Everybody Knows Somebody Who Died

I often think about Jörg – a German stage director I met in 1997. A friend of mine worked closely with him for some years and we met here and there around Europe – in Copenhagen, London and Germany. In 2000 he committed suicide in a hotel room in Portugal, a big schock for all of his friends. Why kill himself? He seemed well established in life and his theatre was finally having success. I didn’t get it. I guess I really didn’t know him that well.

IMG_2697 Kopie
(Jörg trying on a whig I bought for a party in 1988)

The reason I often think about Jörg is that I keep thinking about all the things he has missed out on since 2000, good or bad. And how happy I am that I’m not the one who’s dead.

He never got to know WordPress, Facebook, HDTV, Blu-ray, Netflix, The XX, Lana del Rey, True Detective, Orange Is The New Black, Jonathan Franzen’s The Corrections, Cathi Unsworth’s fabulous books, David Lynch’s Mulholland Drive, Amy Winehouse, Ryan Gosling’s introverted acting in Drive and The Place Beyond The Pines, iPhones, WiFi, Spotify, the delicious mince and cheese pie at my favorite café. He didn’t share the past 15 years with friends and family, followed nephews/nieces/friends’ children grow up. He never got to drive a Mini Cooper in the new design and he wouldn’t know what The Hunger Games is.
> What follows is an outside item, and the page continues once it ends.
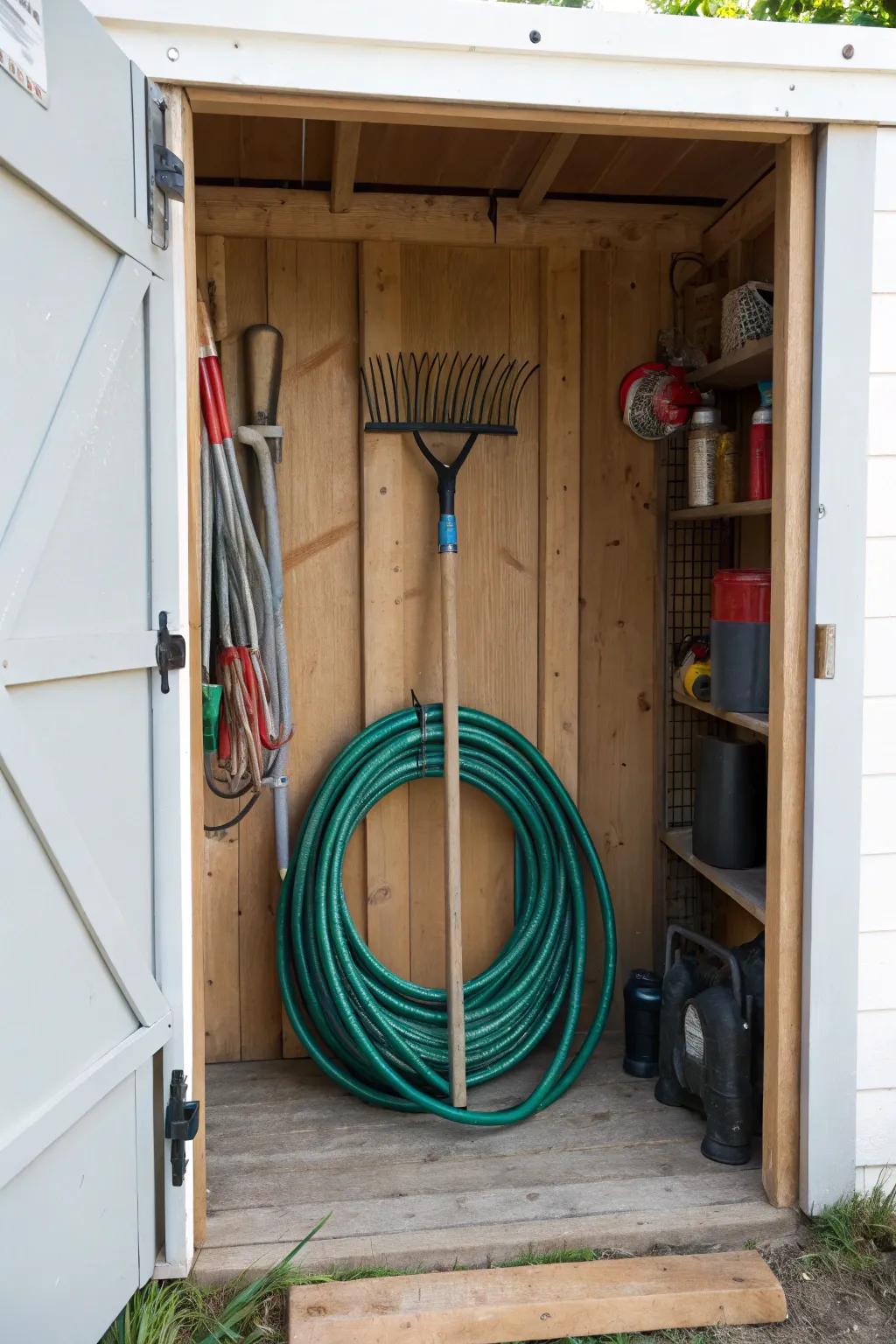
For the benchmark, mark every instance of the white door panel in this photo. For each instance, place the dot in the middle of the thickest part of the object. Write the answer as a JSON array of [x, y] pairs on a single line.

I could go on forever.

Life is so full of … life.

My last 15 years have been filled with ups and downs, with good and bad experiences, fun, tears, friendships developing, with growing older, kisses, feelings, compassion, with music, books and films that went under my skin. Not always easy times but I wouldn’t have missed it for anything in the world. Gosh, I am so happy to be on this planet, I can’t express how grateful I am for having this (my) life…
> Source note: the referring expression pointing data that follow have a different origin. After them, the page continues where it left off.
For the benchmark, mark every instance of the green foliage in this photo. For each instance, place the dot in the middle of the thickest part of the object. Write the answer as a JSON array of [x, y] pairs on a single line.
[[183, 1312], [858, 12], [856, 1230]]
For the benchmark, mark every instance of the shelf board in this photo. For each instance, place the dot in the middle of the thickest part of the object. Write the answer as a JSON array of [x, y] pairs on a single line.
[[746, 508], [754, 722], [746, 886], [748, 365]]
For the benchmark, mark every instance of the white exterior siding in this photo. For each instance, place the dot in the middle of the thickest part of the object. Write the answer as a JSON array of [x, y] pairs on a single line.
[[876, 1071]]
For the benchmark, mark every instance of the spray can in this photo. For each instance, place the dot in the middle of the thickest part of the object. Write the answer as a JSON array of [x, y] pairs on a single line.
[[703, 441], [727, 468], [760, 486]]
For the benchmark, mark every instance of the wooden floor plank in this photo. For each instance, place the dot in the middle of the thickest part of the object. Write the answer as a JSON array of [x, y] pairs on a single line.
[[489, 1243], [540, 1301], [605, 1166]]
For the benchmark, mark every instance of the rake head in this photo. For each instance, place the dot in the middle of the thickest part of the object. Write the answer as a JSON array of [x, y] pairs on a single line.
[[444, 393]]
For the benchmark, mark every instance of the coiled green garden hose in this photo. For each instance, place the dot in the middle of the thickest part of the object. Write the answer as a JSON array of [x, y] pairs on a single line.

When I was a depressed teenager, I thought a lot about dying (or disappearing). I wrote narcissistic existential poems and wallowed in sadness and pain, walked around with my head down for days and weeks and months. In a way I can understand why someone would want to take his own life, that it can feel like it’s the only option, but at the same time I cannot.

Everybody knows somebody who died. Mums and Dads, grandparents, friends and colleagues, musicians and filmstars, pets. I know that Death is part of Life, that our time is limited, but I don’t think I will ever understand Death completely, that when you’re dead you’re gone forever. When I sensed the weight of my dead mother in the coffin last year, for a short moment it became “real” and I realized that I would never hear her voice again. But still, Death is beyond my comprehension.

I was never angry with Jörg for what he did, I was not close enough to him to be. I have always thought that everyone is free to decide for himself. Selfish or not. But you can crush other people by making such choices. I didn’t see it like that earlier.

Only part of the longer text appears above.